Both Eberli and Purkis have conducted extensive tsunami-related research.
Eberli has studied everything from the sedimentology record of tsunamis in the Indian Ocean to the likelihood of a tsunami hitting South Florida. In a 2014 study, Eberli’s marine geosciences colleague, Falk Amelung, and doctoral student Kelly Jackson traveled to Sri Lanka to take cores from coastal lagoons to search for earlier tsunami deposits. “One lagoon proved to have an excellent record of older tsunami deposits and allowed us to establish the recurrence rate in the last 6,645 years,” Eberli said.

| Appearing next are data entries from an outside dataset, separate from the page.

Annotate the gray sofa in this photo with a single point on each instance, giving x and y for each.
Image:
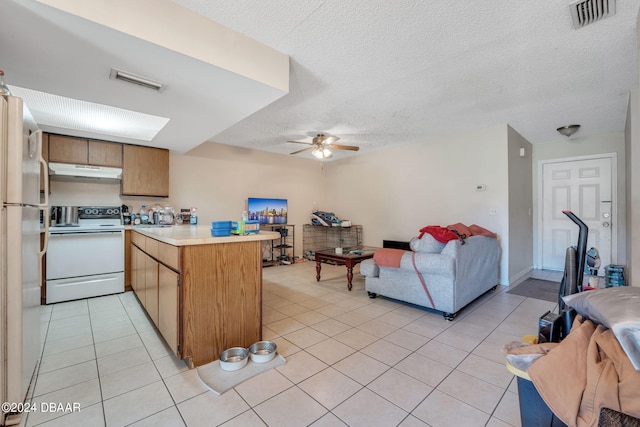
(455, 274)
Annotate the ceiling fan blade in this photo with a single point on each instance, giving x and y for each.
(344, 147)
(300, 151)
(330, 140)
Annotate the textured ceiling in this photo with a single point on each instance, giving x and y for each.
(379, 73)
(376, 74)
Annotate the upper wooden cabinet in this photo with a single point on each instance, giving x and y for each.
(145, 171)
(105, 153)
(68, 149)
(44, 173)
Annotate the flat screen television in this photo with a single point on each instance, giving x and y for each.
(267, 211)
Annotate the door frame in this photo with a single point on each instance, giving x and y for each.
(614, 199)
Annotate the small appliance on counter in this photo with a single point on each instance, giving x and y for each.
(126, 215)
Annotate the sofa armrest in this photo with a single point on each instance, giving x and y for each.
(369, 268)
(434, 264)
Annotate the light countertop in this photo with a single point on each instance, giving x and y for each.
(185, 235)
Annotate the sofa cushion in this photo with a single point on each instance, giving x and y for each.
(426, 244)
(433, 264)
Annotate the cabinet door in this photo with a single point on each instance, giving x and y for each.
(151, 288)
(103, 153)
(67, 149)
(168, 305)
(145, 171)
(138, 274)
(127, 258)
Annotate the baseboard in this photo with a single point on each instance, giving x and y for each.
(520, 277)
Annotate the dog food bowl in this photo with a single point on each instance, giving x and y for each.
(234, 358)
(262, 351)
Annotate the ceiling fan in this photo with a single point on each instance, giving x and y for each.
(321, 145)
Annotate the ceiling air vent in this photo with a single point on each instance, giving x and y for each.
(585, 12)
(135, 79)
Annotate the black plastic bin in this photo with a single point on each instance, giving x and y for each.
(534, 412)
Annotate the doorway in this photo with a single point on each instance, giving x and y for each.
(586, 186)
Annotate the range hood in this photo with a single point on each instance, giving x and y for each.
(70, 171)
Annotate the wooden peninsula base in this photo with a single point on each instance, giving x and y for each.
(203, 293)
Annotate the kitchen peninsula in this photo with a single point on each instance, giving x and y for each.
(203, 293)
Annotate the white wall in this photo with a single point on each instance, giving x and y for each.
(520, 249)
(632, 177)
(395, 192)
(584, 146)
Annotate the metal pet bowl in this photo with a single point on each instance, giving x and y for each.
(234, 358)
(262, 351)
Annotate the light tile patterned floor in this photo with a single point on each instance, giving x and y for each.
(351, 361)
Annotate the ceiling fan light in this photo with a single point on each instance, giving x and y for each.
(568, 130)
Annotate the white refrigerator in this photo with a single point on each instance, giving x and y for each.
(20, 252)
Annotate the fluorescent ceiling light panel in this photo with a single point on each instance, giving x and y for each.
(69, 113)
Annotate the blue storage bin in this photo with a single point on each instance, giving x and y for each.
(219, 232)
(215, 225)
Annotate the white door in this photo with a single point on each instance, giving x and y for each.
(585, 188)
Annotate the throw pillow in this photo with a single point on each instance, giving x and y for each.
(618, 309)
(426, 244)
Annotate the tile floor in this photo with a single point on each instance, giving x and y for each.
(351, 361)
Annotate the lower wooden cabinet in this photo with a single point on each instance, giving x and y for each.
(151, 288)
(156, 286)
(168, 281)
(203, 298)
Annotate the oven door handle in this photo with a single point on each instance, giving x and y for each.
(66, 233)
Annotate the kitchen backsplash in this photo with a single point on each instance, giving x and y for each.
(73, 193)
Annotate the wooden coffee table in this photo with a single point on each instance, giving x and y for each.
(349, 258)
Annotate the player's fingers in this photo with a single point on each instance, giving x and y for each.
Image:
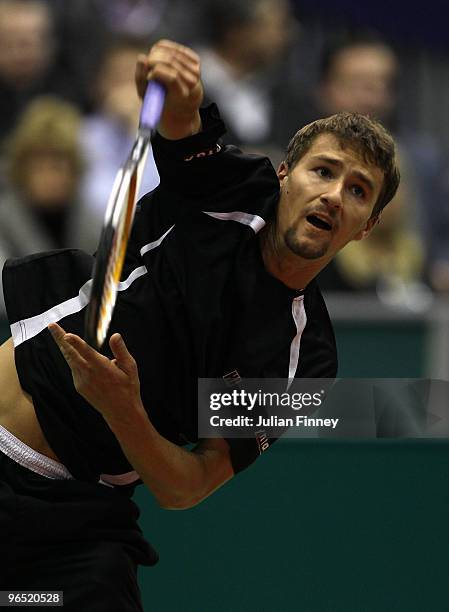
(142, 69)
(124, 360)
(171, 78)
(69, 352)
(83, 349)
(189, 55)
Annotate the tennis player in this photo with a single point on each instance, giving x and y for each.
(218, 282)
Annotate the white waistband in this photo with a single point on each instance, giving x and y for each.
(27, 457)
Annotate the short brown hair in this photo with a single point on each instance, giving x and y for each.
(366, 136)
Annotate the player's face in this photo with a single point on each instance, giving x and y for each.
(326, 199)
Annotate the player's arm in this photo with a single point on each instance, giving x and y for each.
(178, 478)
(191, 161)
(178, 68)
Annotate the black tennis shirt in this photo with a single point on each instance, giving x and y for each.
(195, 301)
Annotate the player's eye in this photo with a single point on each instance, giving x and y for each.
(323, 172)
(358, 191)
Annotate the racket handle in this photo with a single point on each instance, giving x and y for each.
(152, 105)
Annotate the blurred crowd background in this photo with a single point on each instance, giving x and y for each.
(68, 112)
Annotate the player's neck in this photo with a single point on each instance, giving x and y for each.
(293, 271)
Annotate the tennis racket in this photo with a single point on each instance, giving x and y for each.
(118, 222)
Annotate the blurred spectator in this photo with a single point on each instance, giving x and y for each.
(86, 26)
(40, 211)
(27, 52)
(242, 67)
(107, 134)
(437, 219)
(359, 74)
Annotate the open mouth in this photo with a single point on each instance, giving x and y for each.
(319, 223)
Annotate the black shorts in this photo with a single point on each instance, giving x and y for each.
(71, 536)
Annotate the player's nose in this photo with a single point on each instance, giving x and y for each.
(333, 196)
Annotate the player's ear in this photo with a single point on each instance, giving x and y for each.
(366, 231)
(282, 171)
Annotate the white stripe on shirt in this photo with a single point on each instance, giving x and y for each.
(255, 222)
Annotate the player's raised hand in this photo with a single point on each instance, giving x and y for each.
(109, 385)
(178, 68)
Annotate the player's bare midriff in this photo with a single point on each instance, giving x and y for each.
(17, 412)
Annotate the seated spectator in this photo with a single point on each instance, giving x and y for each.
(241, 68)
(40, 210)
(27, 59)
(107, 134)
(359, 74)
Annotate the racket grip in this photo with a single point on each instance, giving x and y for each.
(152, 106)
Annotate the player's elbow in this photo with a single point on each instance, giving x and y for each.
(179, 502)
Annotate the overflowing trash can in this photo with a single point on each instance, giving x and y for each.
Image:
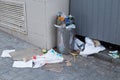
(65, 33)
(65, 39)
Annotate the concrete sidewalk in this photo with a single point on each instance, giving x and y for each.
(84, 69)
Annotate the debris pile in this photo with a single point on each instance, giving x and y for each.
(35, 61)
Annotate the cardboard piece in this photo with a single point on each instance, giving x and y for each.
(22, 64)
(25, 55)
(54, 67)
(6, 53)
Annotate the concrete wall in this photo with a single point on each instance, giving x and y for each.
(99, 19)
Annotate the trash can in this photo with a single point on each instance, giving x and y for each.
(65, 37)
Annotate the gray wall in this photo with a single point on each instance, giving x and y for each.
(99, 19)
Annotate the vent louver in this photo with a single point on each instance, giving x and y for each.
(12, 15)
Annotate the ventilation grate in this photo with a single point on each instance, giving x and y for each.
(12, 15)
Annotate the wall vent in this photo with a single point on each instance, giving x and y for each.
(12, 15)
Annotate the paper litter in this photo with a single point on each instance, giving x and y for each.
(6, 53)
(50, 57)
(23, 64)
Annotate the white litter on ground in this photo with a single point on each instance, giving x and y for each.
(6, 53)
(50, 57)
(90, 48)
(23, 64)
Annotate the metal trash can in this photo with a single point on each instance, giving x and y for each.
(65, 39)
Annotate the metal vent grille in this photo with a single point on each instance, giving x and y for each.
(12, 15)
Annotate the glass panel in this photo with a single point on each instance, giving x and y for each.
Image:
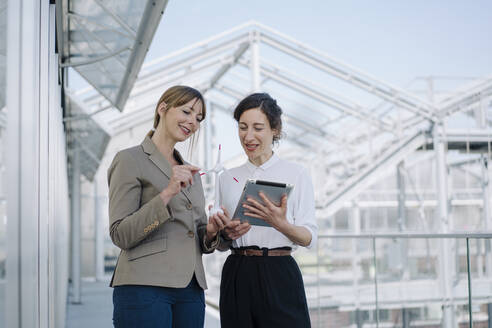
(481, 272)
(3, 135)
(339, 282)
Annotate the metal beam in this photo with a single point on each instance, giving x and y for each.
(358, 182)
(277, 75)
(150, 21)
(231, 61)
(383, 90)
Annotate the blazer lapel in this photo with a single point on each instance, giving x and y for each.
(156, 157)
(162, 163)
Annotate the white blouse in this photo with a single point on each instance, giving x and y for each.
(300, 204)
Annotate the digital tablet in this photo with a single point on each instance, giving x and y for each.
(273, 190)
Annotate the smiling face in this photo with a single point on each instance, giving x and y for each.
(179, 123)
(256, 135)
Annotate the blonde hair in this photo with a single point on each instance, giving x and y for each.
(174, 97)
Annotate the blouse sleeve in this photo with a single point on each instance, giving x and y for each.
(304, 209)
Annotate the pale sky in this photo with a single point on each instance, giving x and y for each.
(393, 40)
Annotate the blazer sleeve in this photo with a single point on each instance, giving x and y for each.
(129, 221)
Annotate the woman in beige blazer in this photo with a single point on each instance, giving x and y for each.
(157, 219)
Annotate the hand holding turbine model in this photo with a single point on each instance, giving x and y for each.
(216, 170)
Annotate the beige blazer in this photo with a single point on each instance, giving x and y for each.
(160, 245)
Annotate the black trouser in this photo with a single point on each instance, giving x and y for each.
(262, 292)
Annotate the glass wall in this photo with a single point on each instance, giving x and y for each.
(3, 202)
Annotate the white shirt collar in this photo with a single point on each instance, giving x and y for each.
(272, 160)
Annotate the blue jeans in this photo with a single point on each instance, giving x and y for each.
(151, 306)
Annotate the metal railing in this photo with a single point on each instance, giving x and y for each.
(443, 273)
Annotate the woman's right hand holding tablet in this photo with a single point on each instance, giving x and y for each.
(235, 229)
(182, 177)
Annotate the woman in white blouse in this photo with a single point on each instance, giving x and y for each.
(261, 283)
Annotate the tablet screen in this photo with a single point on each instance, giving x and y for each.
(273, 190)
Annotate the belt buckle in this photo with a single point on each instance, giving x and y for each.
(265, 251)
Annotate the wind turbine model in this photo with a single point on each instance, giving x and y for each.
(216, 170)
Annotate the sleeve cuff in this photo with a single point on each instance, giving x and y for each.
(213, 244)
(313, 237)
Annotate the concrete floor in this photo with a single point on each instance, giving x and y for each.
(97, 307)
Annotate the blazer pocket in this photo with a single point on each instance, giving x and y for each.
(156, 243)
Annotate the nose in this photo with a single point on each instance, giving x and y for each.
(193, 122)
(249, 135)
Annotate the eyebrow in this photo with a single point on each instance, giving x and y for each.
(262, 124)
(192, 109)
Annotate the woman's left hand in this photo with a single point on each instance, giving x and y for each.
(273, 214)
(217, 222)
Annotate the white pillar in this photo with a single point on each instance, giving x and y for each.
(99, 236)
(486, 215)
(22, 293)
(75, 209)
(255, 61)
(355, 254)
(444, 259)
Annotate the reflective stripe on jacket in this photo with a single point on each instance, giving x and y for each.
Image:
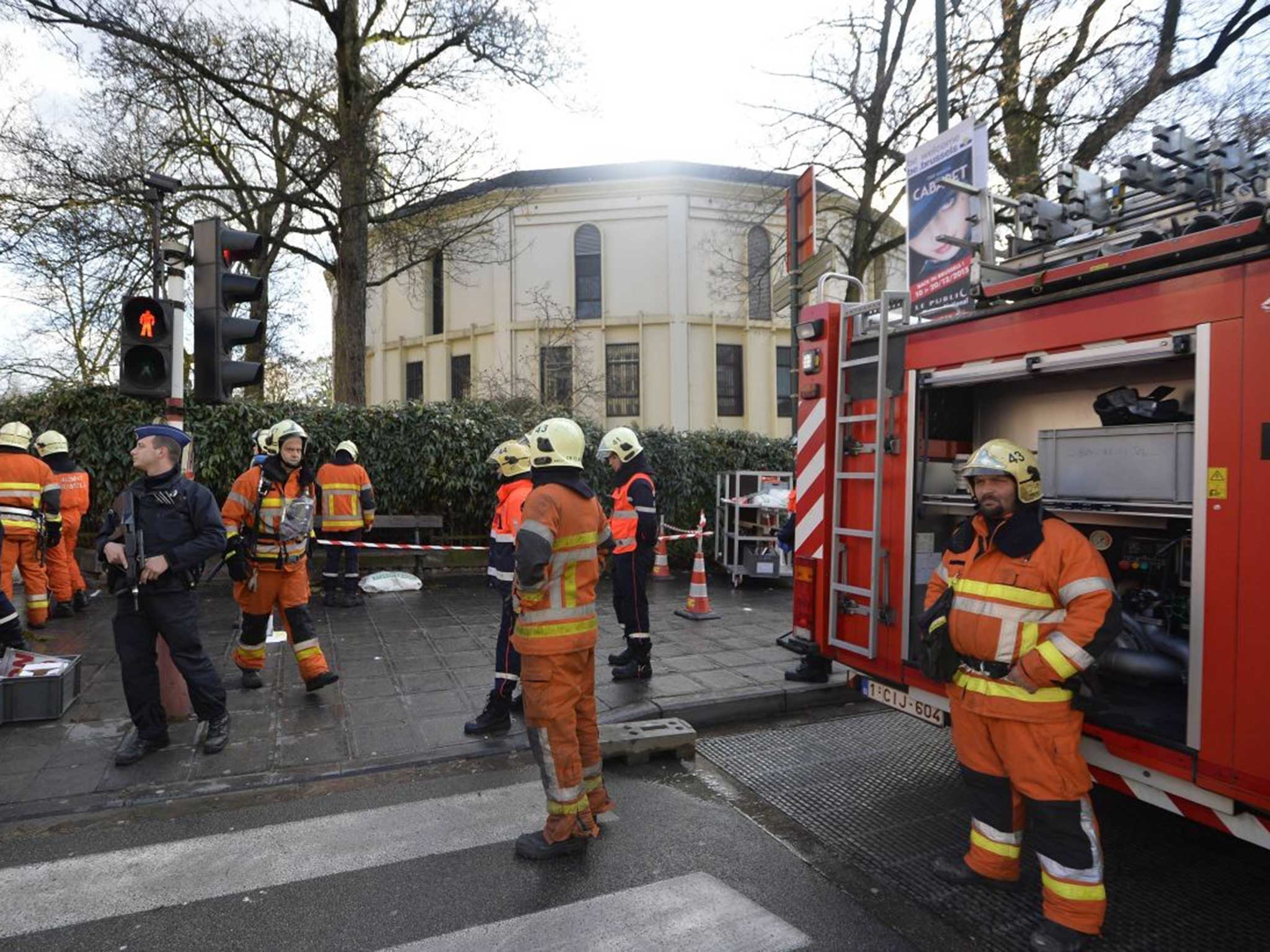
(558, 609)
(625, 518)
(267, 549)
(347, 498)
(502, 531)
(1038, 610)
(27, 489)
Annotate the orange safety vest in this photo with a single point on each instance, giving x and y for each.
(558, 614)
(343, 491)
(1039, 610)
(625, 518)
(269, 550)
(27, 488)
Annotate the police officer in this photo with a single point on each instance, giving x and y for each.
(179, 528)
(634, 527)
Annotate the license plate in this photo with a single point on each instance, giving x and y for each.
(904, 701)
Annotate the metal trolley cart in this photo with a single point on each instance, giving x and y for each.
(747, 519)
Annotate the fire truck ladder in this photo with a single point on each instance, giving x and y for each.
(869, 322)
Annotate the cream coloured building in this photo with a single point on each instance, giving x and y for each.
(636, 294)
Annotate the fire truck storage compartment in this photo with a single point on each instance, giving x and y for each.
(1126, 488)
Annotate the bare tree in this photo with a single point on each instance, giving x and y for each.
(379, 167)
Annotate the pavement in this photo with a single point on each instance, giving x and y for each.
(413, 668)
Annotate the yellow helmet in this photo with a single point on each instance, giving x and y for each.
(51, 442)
(16, 434)
(511, 457)
(1001, 457)
(623, 442)
(283, 431)
(557, 442)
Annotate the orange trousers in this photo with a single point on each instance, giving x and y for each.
(23, 551)
(288, 592)
(1016, 770)
(64, 574)
(564, 734)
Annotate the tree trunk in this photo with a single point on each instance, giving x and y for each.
(351, 249)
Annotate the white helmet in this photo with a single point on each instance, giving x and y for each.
(557, 442)
(51, 442)
(16, 434)
(623, 442)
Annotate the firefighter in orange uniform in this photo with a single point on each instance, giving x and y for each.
(557, 568)
(347, 509)
(269, 518)
(511, 459)
(31, 513)
(69, 588)
(1032, 606)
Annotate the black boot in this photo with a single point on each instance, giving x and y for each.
(534, 845)
(813, 669)
(322, 681)
(218, 734)
(135, 748)
(957, 873)
(1052, 937)
(495, 716)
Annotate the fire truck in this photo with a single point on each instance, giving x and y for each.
(1158, 283)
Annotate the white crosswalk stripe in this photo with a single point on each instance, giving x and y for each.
(143, 879)
(694, 912)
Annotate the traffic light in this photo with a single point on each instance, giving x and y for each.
(145, 347)
(216, 291)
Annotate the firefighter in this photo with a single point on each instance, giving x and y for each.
(65, 580)
(1032, 604)
(557, 568)
(31, 513)
(511, 459)
(634, 527)
(177, 530)
(269, 521)
(347, 509)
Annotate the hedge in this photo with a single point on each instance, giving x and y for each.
(424, 459)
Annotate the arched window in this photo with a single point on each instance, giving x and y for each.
(586, 272)
(758, 258)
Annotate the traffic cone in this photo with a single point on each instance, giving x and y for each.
(660, 563)
(699, 602)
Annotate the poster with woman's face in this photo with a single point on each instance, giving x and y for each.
(939, 268)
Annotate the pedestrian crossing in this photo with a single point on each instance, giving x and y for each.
(691, 910)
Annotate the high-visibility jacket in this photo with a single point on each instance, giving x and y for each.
(254, 509)
(1039, 607)
(347, 498)
(502, 531)
(557, 569)
(27, 490)
(628, 511)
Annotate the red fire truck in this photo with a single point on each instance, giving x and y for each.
(1158, 281)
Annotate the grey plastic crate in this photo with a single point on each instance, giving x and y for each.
(1151, 462)
(40, 699)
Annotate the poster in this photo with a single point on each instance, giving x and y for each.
(939, 272)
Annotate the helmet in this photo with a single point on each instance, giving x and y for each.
(557, 442)
(281, 432)
(623, 442)
(1001, 457)
(16, 434)
(511, 457)
(51, 442)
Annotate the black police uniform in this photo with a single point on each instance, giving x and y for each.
(179, 521)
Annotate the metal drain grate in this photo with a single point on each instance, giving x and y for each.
(884, 792)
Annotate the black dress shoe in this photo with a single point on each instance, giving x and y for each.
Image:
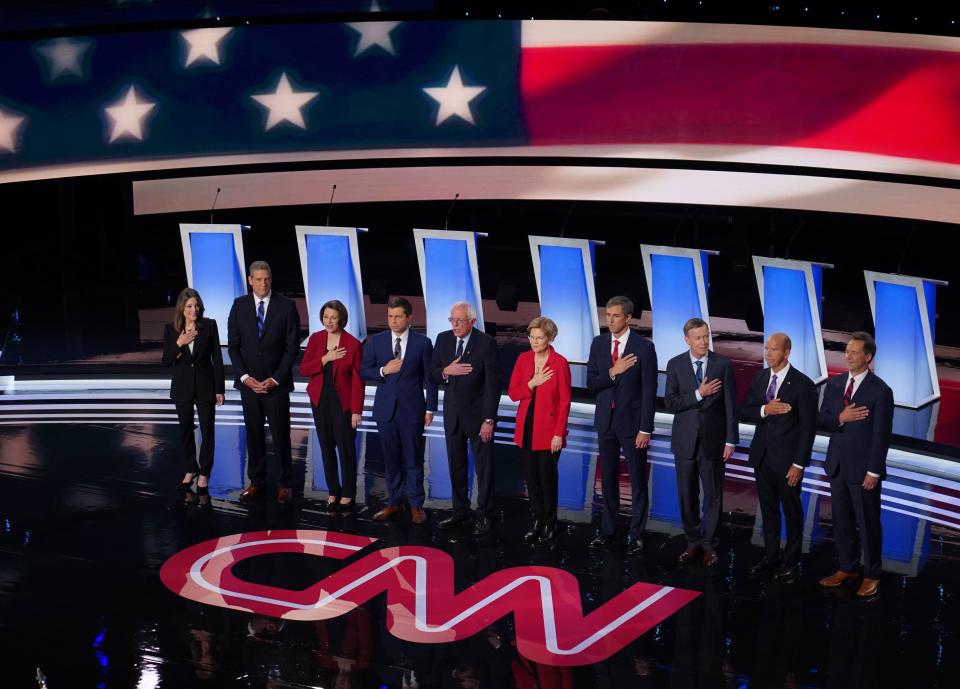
(481, 526)
(787, 572)
(452, 522)
(601, 542)
(763, 566)
(549, 533)
(534, 533)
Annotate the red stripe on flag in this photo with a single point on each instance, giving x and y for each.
(889, 101)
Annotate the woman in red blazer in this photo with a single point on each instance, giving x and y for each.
(541, 384)
(332, 363)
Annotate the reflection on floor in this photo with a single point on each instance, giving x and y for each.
(89, 513)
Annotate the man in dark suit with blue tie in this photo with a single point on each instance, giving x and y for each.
(622, 373)
(782, 404)
(398, 360)
(466, 363)
(263, 337)
(701, 393)
(857, 412)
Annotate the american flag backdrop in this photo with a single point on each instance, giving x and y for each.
(783, 95)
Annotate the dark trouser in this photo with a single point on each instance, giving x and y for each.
(691, 473)
(610, 447)
(402, 444)
(274, 407)
(774, 492)
(205, 414)
(337, 437)
(540, 473)
(459, 465)
(856, 509)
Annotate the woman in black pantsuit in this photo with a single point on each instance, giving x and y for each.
(191, 346)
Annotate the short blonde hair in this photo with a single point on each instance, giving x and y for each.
(548, 327)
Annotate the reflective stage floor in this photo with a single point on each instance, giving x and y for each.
(89, 514)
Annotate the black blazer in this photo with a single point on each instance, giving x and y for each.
(469, 399)
(713, 420)
(271, 356)
(860, 446)
(197, 376)
(631, 399)
(783, 439)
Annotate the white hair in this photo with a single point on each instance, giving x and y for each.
(471, 313)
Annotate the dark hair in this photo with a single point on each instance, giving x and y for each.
(341, 310)
(622, 301)
(400, 303)
(186, 294)
(693, 324)
(869, 344)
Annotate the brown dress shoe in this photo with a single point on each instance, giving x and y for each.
(689, 554)
(837, 578)
(868, 588)
(250, 492)
(386, 514)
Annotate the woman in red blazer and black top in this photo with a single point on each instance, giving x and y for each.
(541, 384)
(332, 363)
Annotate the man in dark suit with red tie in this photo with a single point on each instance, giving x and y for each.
(782, 404)
(857, 412)
(467, 365)
(622, 373)
(263, 336)
(701, 394)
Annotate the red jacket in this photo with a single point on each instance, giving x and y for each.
(346, 371)
(553, 399)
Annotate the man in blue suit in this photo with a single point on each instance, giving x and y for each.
(622, 373)
(399, 361)
(857, 412)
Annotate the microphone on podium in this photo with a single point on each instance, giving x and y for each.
(446, 223)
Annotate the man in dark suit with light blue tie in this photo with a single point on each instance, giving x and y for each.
(398, 360)
(622, 373)
(857, 412)
(782, 404)
(263, 336)
(701, 393)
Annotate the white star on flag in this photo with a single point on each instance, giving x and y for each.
(454, 98)
(128, 116)
(9, 124)
(204, 44)
(285, 104)
(374, 34)
(64, 55)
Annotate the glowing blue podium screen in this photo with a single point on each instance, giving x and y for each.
(902, 358)
(216, 275)
(564, 297)
(330, 275)
(675, 299)
(787, 309)
(448, 276)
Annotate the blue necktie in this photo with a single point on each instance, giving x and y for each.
(772, 390)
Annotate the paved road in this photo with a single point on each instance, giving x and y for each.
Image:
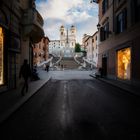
(75, 110)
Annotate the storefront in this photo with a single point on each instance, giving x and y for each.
(124, 64)
(1, 56)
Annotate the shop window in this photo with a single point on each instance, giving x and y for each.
(1, 57)
(104, 6)
(122, 21)
(124, 63)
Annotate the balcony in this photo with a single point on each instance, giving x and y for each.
(33, 25)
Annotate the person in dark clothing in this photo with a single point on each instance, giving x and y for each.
(25, 72)
(47, 68)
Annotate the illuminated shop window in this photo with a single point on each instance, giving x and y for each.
(1, 56)
(124, 63)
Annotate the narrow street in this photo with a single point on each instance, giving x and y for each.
(75, 109)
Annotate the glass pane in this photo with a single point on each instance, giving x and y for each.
(1, 56)
(124, 63)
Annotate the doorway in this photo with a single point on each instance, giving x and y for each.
(104, 66)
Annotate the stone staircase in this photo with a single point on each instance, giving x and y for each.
(68, 63)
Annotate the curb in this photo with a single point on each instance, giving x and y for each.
(17, 105)
(124, 89)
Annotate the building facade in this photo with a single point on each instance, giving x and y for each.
(119, 28)
(65, 46)
(20, 27)
(41, 51)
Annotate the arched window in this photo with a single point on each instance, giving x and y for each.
(1, 57)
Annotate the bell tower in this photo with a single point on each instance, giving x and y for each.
(62, 36)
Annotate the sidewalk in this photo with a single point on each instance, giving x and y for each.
(119, 84)
(10, 101)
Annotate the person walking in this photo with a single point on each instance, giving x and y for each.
(47, 68)
(25, 72)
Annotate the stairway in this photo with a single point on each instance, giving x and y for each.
(68, 63)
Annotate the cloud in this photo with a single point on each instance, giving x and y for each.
(68, 12)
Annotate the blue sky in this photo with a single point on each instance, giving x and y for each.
(80, 13)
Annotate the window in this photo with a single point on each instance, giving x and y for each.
(1, 57)
(104, 6)
(104, 32)
(135, 10)
(124, 63)
(122, 21)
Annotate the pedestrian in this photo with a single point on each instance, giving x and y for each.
(25, 73)
(47, 68)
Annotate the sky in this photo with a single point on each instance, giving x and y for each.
(80, 13)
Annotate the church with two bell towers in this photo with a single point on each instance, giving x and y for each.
(65, 46)
(68, 37)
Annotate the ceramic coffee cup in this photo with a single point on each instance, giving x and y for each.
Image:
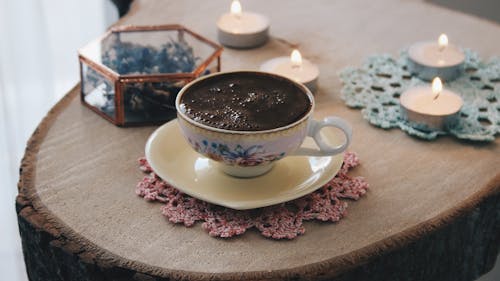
(250, 153)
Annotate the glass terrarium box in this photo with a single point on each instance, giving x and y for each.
(132, 74)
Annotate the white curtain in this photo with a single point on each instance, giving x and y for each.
(38, 65)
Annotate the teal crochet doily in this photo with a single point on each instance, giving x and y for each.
(375, 87)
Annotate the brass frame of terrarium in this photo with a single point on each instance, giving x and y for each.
(120, 80)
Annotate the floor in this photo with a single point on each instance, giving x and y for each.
(11, 260)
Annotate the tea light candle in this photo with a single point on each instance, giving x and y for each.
(295, 68)
(240, 29)
(431, 107)
(430, 59)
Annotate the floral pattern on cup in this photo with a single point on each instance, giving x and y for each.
(240, 156)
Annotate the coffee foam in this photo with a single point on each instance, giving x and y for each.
(245, 102)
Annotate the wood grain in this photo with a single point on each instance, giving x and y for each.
(432, 208)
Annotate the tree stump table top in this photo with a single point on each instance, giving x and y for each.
(79, 216)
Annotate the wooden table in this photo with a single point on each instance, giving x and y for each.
(432, 213)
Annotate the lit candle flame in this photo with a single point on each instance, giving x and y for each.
(437, 87)
(236, 8)
(296, 58)
(442, 41)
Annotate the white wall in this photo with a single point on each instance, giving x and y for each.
(38, 65)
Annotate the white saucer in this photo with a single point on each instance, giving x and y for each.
(176, 162)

One might say Eberli was destined to study tsunamis. He grew up close to Lucerne, Switzerland, learning about the 1601 earthquake that triggered a tsunami that engulfed the city. Later, during studies at the Swiss Federal Institute of Technology, he learned about the mechanics and causes of tsunamis. “Lately, I have focused my studies on the large current deposits in the world’s oceans,” he said, “but I have not forgotten tsunamis.”
Meanwhile, in a 2023 study, Purkis and a team of scientists studied the 2022 eruption of a submarine volcano in Tonga that was more powerful than the largest U.S. nuclear explosion. In their study, they used a combination of before-and-after satellite imagery, drone mapping, and field observations to create a tsunami simulation of the Tongan Archipelago, discovering that the underwater terrain of the region helped trap tsunami waves and ultimately spared the inhabited islands of Tonga from much more serious damage.
With the Earth constantly changing due to geologic forcing, more earthquakes and the tsunamis they generate will surely happen in the future. But just how effective are the detection, forecasting, and warning systems that are in place around the world?
“After the 2004 Indian Ocean tsunami, the scientific community advocated for a warning system based on buoys in the ocean that detect vertical displacement caused by a tsunami wave, and that system is in place now,” Eberli said. That warning system, he added, “worked perfectly and gave coastal areas several hours to evacuate.”
NOAA’s two tsunami warning centers operate around the clock, seven days a week, with the mission of protecting life and property. Staff monitor for tsunamis and the earthquakes that may cause them, forecast tsunami impacts, and issue tsunami messages.